Niki de Saint Phalle’s Nanas show feminine strength and stand for a liberated matriarchy. Originally made of fabric, yarn and papier-mâché, polyester was later used as a material strong enough to display the larger-than-life figures in public places around the world.
However, she was doing herself no favours, as inhaling polyester dust and other noxious fumes released while working on the sculptures led to de Saint Phalle suffering from long-term lung problems and eventually to his death from respiratory failure in 2002.
Among her many different nanas, “Hon/Elle” could be called the “mother of all nanas”. De Saint Phalle created it in 1966 in collaboration with the Finnish painter Per Olof Ultvedt and her longtime partner and fellow artist Jean Tinguely for the Moderna Museet in Stockholm. A smaller model of the lying, pregnant Nana – visitors could enter a milk bar and a cinema through her vagina – can be seen in the exhibition in Frankfurt.

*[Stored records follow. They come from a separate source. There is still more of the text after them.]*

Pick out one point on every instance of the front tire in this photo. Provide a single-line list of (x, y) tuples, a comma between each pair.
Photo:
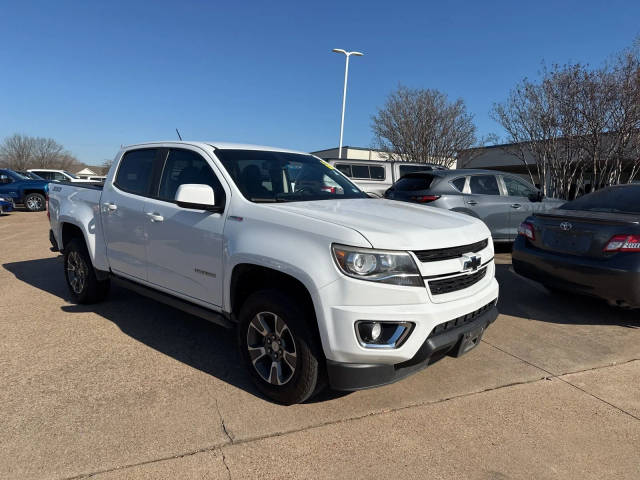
[(278, 347), (81, 278), (34, 202)]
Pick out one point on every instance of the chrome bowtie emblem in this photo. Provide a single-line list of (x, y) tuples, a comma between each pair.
[(472, 263), (566, 226)]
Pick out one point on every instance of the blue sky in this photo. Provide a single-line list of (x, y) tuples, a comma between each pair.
[(95, 75)]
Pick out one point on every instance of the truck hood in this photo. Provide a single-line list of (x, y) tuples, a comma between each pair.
[(392, 225)]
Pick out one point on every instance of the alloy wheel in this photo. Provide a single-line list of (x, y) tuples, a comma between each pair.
[(272, 349), (34, 203)]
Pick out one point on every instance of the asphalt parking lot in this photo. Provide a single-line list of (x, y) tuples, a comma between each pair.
[(133, 389)]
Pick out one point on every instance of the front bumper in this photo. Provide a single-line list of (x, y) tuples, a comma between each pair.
[(6, 207), (454, 338), (616, 279)]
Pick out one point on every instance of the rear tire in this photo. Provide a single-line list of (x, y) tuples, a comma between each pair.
[(278, 347), (34, 202), (80, 275)]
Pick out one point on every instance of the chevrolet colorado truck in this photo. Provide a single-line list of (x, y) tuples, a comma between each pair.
[(323, 284)]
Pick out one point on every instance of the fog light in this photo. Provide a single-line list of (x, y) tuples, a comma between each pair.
[(372, 334), (376, 330)]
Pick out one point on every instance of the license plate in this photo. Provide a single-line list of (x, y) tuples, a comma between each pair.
[(566, 242), (470, 340)]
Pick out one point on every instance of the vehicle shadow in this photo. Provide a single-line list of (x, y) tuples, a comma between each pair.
[(188, 339), (524, 298)]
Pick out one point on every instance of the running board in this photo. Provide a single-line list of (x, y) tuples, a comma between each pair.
[(188, 307)]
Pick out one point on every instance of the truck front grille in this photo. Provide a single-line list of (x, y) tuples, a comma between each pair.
[(449, 253), (459, 282), (458, 322)]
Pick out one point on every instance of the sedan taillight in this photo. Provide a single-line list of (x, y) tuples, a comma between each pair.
[(526, 229), (623, 243)]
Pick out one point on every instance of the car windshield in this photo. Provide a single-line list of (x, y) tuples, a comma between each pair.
[(620, 199), (414, 182), (264, 176)]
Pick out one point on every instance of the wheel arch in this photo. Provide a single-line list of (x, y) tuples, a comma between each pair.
[(247, 278)]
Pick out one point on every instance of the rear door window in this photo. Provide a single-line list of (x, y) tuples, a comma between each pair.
[(484, 185), (135, 171), (406, 169), (344, 168), (186, 166), (458, 183), (412, 183), (377, 173), (517, 188), (360, 171)]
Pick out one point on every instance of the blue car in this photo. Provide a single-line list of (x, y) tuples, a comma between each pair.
[(23, 190)]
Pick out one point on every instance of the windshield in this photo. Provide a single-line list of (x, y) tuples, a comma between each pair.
[(620, 199), (264, 176), (20, 176), (414, 182)]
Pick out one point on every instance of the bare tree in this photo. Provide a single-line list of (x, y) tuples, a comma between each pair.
[(46, 153), (577, 125), (423, 126), (20, 152), (541, 126), (16, 152)]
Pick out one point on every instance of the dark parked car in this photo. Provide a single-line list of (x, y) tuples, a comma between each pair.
[(31, 175), (589, 246), (501, 200), (23, 190)]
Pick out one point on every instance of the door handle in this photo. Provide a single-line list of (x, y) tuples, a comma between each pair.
[(155, 217)]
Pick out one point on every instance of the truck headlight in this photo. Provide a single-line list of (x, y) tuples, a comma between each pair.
[(382, 266)]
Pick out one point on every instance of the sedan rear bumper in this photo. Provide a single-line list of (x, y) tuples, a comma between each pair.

“The Nanas say to women: ‘My female body is strong… There is no need to be ashamed of it, no need to hide,'” explains the curator.
Everyone should be able to live freely
Niki de Saint Phalle also dealt with socio-political issues in her art: Her works “AIDS, You Can’t Catch it Holding Hands (1986)”, “Guns (2001)” and “Global Warming” (2001) deal with stigma, gun violence and climate change.

With the lithograph “Global Warming” the artist criticized the former US President George W. Bush for his environmental policy
“With her art, she opened a public dialogue about socially relevant issues that still concern us today,” says curator Kathrina Dohm. “We’re still dealing with equality between men and women. We deal with issues in society like body positivity or body shaming. Certain groups in our society are still stigmatized. Their goal was for everyone to live freely can.”
The “Niki de Saint Phalle” exhibition runs until May 21, 2023 at the Schirn in Frankfurt.
This article has been adapted from English.